Le secteur de l'immobilier est en crise au Liban. Crédit Photo: François el Bacha, pour Libnanews.com. Tous droits réservés
Le secteur de l'immobilier est en crise au Liban. Crédit Photo: François el Bacha, pour Libnanews.com. Tous droits réservés

La demande pour le secteur immobilier a brusquement baissé de 23,7% au premier semestre de l’année 2018 en comparaison à la même période de 2017, selon l’index publié par la Banque Byblos.

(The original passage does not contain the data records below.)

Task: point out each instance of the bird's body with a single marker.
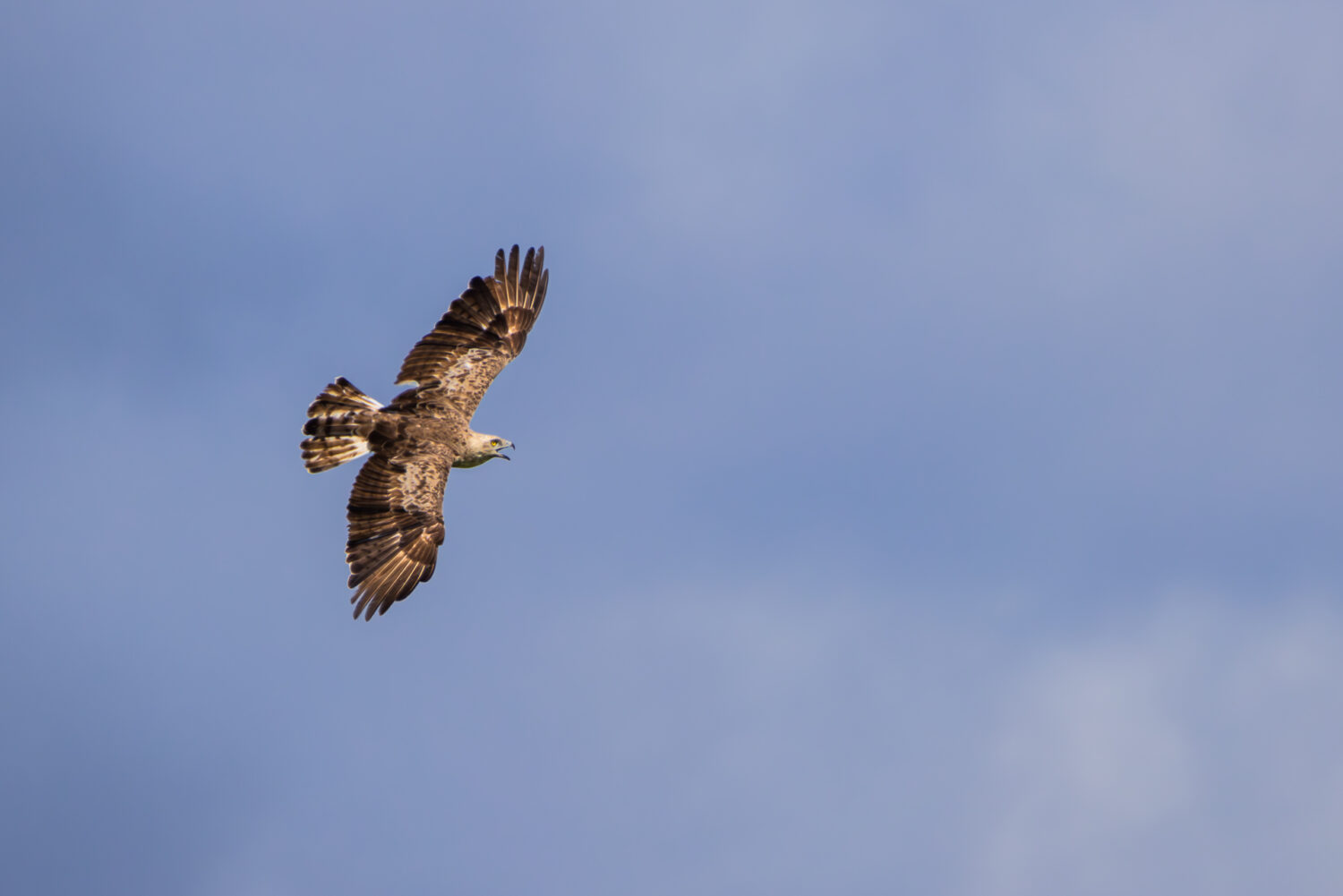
(395, 509)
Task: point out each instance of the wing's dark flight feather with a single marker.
(395, 530)
(483, 330)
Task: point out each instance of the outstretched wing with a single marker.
(483, 330)
(395, 527)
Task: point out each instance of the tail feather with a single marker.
(340, 421)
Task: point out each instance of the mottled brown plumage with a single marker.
(397, 506)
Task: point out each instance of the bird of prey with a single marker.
(395, 509)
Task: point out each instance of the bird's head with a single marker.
(481, 446)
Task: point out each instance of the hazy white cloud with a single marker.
(1194, 748)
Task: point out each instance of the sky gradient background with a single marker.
(928, 474)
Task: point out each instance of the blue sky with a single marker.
(928, 472)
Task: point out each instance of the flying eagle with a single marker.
(397, 506)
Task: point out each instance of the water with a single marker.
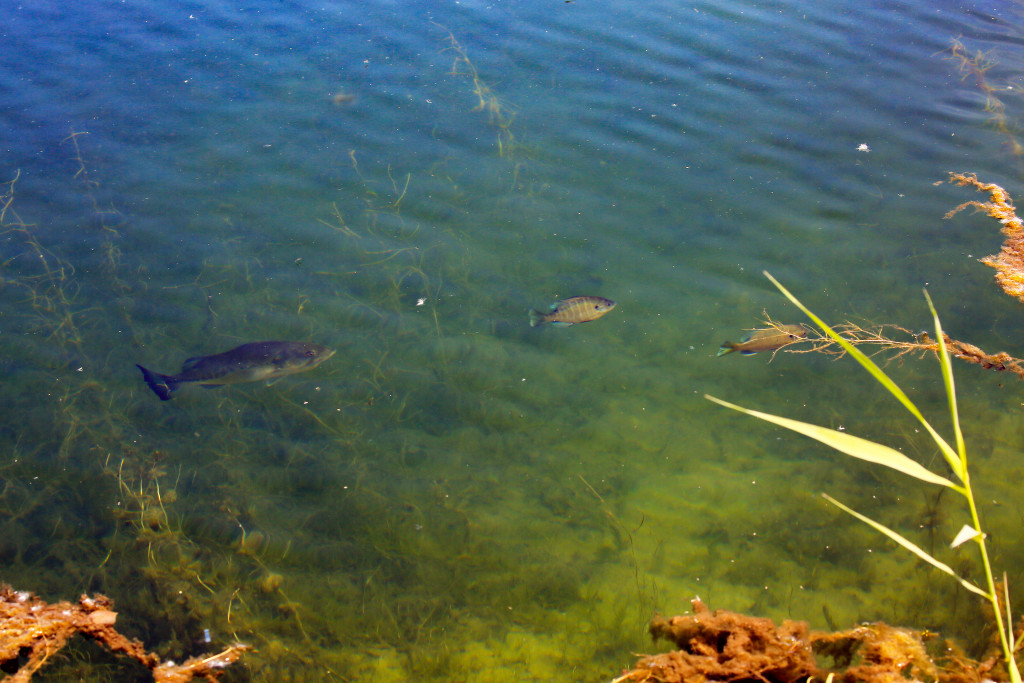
(456, 496)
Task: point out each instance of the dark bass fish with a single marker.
(572, 310)
(766, 340)
(249, 363)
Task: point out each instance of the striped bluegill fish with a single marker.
(249, 363)
(571, 310)
(765, 340)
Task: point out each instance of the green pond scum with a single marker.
(453, 496)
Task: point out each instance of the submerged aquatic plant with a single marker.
(883, 455)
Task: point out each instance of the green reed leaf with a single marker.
(951, 457)
(850, 444)
(960, 467)
(908, 545)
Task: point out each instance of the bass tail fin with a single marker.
(162, 385)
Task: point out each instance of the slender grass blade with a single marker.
(850, 444)
(908, 545)
(951, 457)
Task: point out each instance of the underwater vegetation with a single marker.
(995, 593)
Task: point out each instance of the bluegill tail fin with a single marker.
(162, 385)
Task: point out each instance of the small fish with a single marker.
(573, 309)
(249, 363)
(765, 340)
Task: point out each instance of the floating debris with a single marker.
(32, 631)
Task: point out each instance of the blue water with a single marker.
(456, 496)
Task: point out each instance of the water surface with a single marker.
(456, 496)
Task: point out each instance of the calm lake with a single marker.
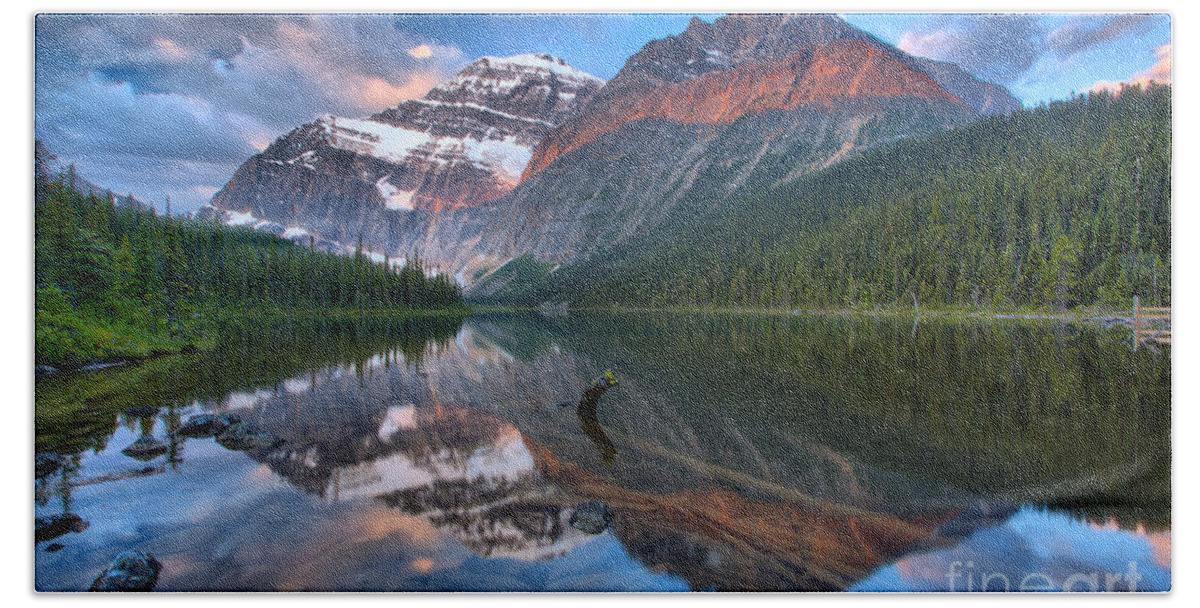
(737, 452)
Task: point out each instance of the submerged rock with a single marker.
(145, 449)
(46, 463)
(241, 437)
(592, 517)
(49, 528)
(131, 571)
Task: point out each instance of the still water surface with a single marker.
(737, 452)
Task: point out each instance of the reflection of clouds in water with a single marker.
(1036, 541)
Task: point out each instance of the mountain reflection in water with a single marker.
(450, 459)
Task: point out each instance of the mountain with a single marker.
(565, 173)
(463, 144)
(1057, 206)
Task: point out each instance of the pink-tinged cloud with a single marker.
(1159, 72)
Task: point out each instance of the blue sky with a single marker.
(171, 104)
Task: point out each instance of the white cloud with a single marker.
(1159, 72)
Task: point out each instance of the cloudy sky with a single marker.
(162, 106)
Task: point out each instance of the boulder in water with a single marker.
(241, 437)
(592, 517)
(46, 463)
(131, 571)
(201, 425)
(141, 411)
(145, 449)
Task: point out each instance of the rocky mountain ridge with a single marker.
(528, 156)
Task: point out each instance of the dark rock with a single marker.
(226, 420)
(241, 437)
(46, 463)
(48, 528)
(592, 517)
(202, 425)
(145, 449)
(131, 571)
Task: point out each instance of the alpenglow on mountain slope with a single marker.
(688, 124)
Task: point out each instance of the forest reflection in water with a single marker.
(737, 452)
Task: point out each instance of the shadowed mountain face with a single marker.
(690, 121)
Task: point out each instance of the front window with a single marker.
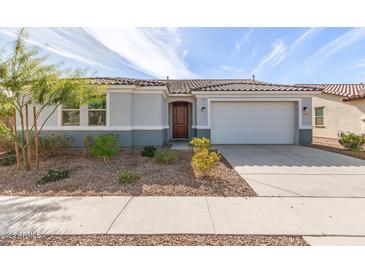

Les résultats montrent que l’indice a affiché une moyenne mensuelle de 33,2 points au premier trimestre de 2018, soit une baisse de 26,1% par rapport à 44,9 points au quatrième trimestre de 2017 et une baisse de 23,7% par rapport à 43,5 points au premier trimestre de 2017 .”, peut-on lire dans la publication de l’établissement. Il s’agirait du niveau le plus bas depuis le deuxième semestre de 2015.

En cause selon le rapport, la suspension des prêts subventionnés lors de l’achat lancé en 2009 et arrivé à échéance alors que le gouvernement via une décision du Ministre des Finances prise en concertation avec la Banque Centrale vient tout juste de décider de les réactiver cette semaine. Cette mesure, à l’origine, devait être transitoire en l’absence d’une politique publique pour le logement.

Cette baisse se reflète également sur les projets immobiliers de la population. Seule 3.8% de la population souhaiterait acheter ou construire une résidence dans les 6 prochains moins, contre 5.1% au cours du semestre précédent.

Selon ce rapport, plusieurs milliers de clients potentiels auraient préféré attendre la réactivation du programme public. Les Banques Libanaises auraient également à l’origine de cette baisse, refusant les prêts, en raison de l’insuffisance de liquidité de leurs clients et préférant les orienter vers des prêts libellés en devise étrangère à des taux plus élevés, de l’ordre 7% de taux d’intérêts.

Ces mesures interviennent en dépit des difficultés des autorités publiques à se financer  et à décider de réduire les dépenses publiques alors que le Liban a réclamé une aide internationale pour la relance de son économie lors de la conférence CEDRE qui s’est tenu en début de ce mois d’avril à Paris.

Le gouvernement libanais tente également, via l’article 49 de son projet de budget 2018, de stimuler le secteur immobilier en proposant une carte de séjour provisoire à tout acheteur étranger d’un bien immobilier d’un certain montant. Cela a provoqué une vive polémique au Liban au sein de la classe politique et de la population, en raison de la crainte et des risques d’implantation des réfugiés syriens et palestiniens qu’une telle mesure pourrait rendre réel.